- Episode no.: Season 5 Episode 13
- Directed by: Tom Cherones
- Written by: Larry David
- Production code: 514
- Original air date: February 3, 1994

Guest appearances
- Fred Pinkard as Newsstand Guy; Frank Novak as Clerk; Mark Holton as David; Suzy Soro as Barbara; Kathryn Kates as Counterwoman; Langdon Bensing as Man on Street; Sayed Badreya as Foreign Man; Amjad J. Qaisen as Hussein; Roger Eschbacher as Man with Cane; Larry David as Hussein (voice, uncredited);

Episode chronology
| ← Previous "The Stall" | Next → "The Marine Biologist" |
- Seinfeld season 5

= The Dinner Party (Seinfeld) =

"The Dinner Party" is the 77th episode of the NBC sitcom Seinfeld. This is the 13th episode of the fifth season, and first aired on February 3, 1994. The episode follows the cast's struggles to pick up gifts before a dinner party.

== Plot ==
On a very cold day, Jerry, Elaine, George, and Kramer go to a dinner party. George's new Gore-Tex winter coat is so puffy and overstuffed that he can only fit in Kramer's car, which has no heating. As they head to pick up wine and cake, George protests that invitations come with strings attached, then suggests that soda and junk food would be more appreciated.

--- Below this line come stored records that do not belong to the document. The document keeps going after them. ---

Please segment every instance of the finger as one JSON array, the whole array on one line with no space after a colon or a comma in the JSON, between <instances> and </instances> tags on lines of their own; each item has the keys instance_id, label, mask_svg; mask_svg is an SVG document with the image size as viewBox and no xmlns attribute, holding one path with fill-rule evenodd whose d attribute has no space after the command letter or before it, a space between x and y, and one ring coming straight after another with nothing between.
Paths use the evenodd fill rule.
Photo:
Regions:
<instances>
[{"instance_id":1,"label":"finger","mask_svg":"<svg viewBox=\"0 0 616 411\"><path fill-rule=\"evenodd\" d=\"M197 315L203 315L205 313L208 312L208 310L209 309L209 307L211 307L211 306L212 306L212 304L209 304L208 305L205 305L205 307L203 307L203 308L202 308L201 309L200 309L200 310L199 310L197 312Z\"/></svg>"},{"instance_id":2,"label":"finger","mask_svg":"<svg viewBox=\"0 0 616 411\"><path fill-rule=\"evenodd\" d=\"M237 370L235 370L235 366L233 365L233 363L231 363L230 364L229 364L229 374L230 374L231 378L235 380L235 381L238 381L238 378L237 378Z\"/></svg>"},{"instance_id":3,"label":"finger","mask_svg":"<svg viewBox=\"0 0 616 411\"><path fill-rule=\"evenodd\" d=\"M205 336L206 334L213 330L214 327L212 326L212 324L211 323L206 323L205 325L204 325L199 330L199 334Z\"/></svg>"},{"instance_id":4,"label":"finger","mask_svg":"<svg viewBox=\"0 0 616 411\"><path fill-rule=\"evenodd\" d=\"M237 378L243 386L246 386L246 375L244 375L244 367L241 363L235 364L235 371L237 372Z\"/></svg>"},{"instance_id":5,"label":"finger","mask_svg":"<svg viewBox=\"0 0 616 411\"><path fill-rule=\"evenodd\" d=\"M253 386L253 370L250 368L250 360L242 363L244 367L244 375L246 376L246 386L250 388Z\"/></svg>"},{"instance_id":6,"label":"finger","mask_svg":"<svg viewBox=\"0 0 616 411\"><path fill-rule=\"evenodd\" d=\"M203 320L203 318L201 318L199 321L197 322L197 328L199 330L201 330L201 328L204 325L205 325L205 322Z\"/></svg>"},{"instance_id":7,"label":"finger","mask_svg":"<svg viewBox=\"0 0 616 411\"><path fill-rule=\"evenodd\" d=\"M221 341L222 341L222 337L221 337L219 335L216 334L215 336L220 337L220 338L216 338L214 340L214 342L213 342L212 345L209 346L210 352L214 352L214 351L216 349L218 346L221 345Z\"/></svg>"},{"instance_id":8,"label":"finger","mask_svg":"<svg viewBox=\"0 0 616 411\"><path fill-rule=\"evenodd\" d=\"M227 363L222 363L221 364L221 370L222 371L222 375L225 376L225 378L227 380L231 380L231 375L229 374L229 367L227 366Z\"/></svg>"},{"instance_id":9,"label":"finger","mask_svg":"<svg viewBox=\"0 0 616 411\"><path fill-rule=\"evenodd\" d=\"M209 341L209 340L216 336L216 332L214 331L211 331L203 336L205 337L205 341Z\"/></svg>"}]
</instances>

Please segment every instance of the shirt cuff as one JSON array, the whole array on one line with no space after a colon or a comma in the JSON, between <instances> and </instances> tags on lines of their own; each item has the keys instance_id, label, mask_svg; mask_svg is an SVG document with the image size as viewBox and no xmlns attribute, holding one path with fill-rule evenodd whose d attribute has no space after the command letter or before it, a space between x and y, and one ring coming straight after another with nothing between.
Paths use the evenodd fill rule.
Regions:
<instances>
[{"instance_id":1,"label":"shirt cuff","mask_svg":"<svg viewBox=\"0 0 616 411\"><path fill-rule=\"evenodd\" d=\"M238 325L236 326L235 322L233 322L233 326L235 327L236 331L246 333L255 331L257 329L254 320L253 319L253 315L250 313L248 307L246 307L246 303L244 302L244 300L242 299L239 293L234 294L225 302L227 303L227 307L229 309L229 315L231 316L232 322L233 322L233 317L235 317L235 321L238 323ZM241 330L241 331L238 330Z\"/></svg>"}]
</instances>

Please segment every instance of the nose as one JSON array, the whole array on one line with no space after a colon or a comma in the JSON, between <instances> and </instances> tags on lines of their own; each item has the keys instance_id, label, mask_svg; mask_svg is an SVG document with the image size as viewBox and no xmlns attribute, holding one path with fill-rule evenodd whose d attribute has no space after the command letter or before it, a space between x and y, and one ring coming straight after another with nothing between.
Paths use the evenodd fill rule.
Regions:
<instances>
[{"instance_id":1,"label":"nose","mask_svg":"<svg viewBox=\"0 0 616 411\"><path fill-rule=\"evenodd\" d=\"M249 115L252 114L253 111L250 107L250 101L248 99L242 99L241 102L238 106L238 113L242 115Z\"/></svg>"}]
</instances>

Elaine and Jerry get dropped off at a bakery, where Elaine eyes the specialty, chocolate babka. Having forgotten to take a number to get in line, they demand that two other customers give up their number, but then realize they are picking a fight with fellow party guests. Unsympathetic, the other guests get the last chocolate babka, and head to the party victoriously to tell everyone what happened.

Kramer and George manage to park at a liquor store without resorting to double parking. George is forced to pay because Kramer never carries a wallet, or money, but the clerk will not break George's $100 bill. A newsstand man demands George buy several things before he will make change. Kramer throws in a candy bar and a Penthouse Forum for himself, insisting that the scandalous reader letters are all real.

Elaine settles for the "lesser" cinnamon babka when Jerry comes to the defense of cinnamon. Jerry gets a black and white cookie, meticulously eating both halves equally as a metaphor for "racial harmony". The babka has a hair on it; unable to stomach this due to a traumatic childhood overreaction to a hair in his farina, Jerry takes another number to wait for a replacement. The new cake is handed over by a sickly clerk having a coughing fit.

George and Kramer get trapped in their parking spot by an unseen double parker, who still has not returned as night falls, leaving Kramer freezing without a coat. Ranting, George wonders if the double parker is a genius who had a fit of stupidity, or a future dictator in the making. He also fears Elaine's wrath, which she indeed vows to visit upon him for keeping her waiting. The two halves of Jerry's cookie do not "get along", making him throw up for the first time in 14 years. A hobbling man crushes Elaine's foot under his cane.

Kramer takes refuge back in the liquor store, where George's coat knocks over a display of wine bottles. George gives up his coat as compensation, and they are both thrown out in the cold. The double parker returns, turning out to be a dead ringer for Saddam Hussein but for his soft-spoken politeness.

Everyone finally meets up, driving to the party in miserable silence. They duly drop off their gifts and leave immediately.

== Production ==
The Saddam Hussein lookalike cast for the episode, Amjad J. Qaisen, could not speak intelligibly enough for television production purposes, so the voice of "Hussein" was added in post-production by Seinfeld co-creator Larry David.